Originally posted by cooltouch Good catch!
I test drove one of those S-10s with the 4.3L back in 1993 and was quite impressed. Ended up getting a Ford Ranger XLT with the 3.0L. In retrospect I wished I would have gotten the one with the 4.0L instead, but it served me well enough. It was a good truck. I find that body style and size to be ideal. Sometimes -- actually most of the times -- I don't need some honking big full-sized truck to get done what needs to get done. I miss that old Ranger, though. I'd still like to find a clean used one -- either Ford or Chevy, heck, even Dodge for that matter -- to put back into my stable.
Actually, if you don't need 4WD, nice-looking Rangers are real common on the market around here, I know from all this shopping. (You could check out Craigslist.) I guess they're somewhat lighter-duty than S10s for about the same size, if seemingly popular enough with the four-wheeler set, hence the relative rarity/sometimes beaten-on-ness.
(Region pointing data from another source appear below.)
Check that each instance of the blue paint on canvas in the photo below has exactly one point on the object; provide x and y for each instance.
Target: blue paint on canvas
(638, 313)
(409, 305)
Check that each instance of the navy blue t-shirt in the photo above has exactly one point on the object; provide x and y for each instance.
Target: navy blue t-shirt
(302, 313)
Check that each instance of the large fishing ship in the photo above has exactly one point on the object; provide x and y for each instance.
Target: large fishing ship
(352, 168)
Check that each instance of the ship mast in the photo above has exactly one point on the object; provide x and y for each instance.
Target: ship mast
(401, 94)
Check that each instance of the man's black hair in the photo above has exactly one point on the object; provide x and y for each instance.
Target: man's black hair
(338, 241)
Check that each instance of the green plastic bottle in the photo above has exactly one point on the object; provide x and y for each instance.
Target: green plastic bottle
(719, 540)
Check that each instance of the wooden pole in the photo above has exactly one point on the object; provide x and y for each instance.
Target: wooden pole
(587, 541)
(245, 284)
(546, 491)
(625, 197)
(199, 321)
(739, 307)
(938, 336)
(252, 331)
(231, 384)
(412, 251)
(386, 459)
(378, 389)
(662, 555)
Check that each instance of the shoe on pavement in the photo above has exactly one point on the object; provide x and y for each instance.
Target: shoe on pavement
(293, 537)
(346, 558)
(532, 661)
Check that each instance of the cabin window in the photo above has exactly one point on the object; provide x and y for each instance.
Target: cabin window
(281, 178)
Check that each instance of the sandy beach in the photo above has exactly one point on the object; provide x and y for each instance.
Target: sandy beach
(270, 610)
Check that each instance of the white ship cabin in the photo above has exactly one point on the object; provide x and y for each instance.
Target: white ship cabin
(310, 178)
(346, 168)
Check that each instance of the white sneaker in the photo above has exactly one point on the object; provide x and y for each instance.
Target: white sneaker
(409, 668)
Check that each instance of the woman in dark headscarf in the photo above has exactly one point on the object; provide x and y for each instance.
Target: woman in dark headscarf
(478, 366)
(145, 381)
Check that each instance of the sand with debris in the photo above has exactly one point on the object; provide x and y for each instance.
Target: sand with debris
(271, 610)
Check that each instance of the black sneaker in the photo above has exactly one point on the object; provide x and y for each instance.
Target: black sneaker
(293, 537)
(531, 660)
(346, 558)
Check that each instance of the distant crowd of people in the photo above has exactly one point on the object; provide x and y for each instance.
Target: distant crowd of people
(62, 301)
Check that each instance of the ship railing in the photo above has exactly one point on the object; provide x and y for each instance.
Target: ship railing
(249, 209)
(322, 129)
The smallness here is kind of an advantage, even if a full-sized one would probably end up more useful for some things, though we've got a lot of woodlot and some parking spots here that it'll probably be a lot easier to navigate with this guy. I think we've got plenty of power and at least durability, it seems mostly like they crammed a full-sized truck into smaller packaging ( I'm sure he'll have the usual maintenance delights about *that,*) really. This guy'll carry more like a half-ton, at least with some fresh springs, which ought to be good for about a bed's worth of gravel, and won't be the constraint on how much dirt he can hold.
We'll see about mileage, (This truck's surprisingly heavy for a little one) but this truck isn't *here* to log a lot of miles, just be there for utility and a backup/bad road conditions vehicle.
Being a little fair to some of the serious offroad types around here, it seems a lot of em do roll right into a self-serve carwash with sprayers once they get back from covering things in mud. This red dirt gets pretty hard to remove if left on something very long so you rarely see people driving around a while caked in mud for bona fides, I guess.
It's when the paint suspiciously doesn't show much of that that you wonder. I can usually see the difference between 'babied' and 'pristine.'
Also, as Corollas go, I'd love for my next sporty car project to do something with a mid-late Seventies Celica GT Liftback.
Or maybe an Alfa GTV/6, one of my bucket-list cars, and it seems the real afficionadoes have mastered the secrets of making them not-break-all-the-time.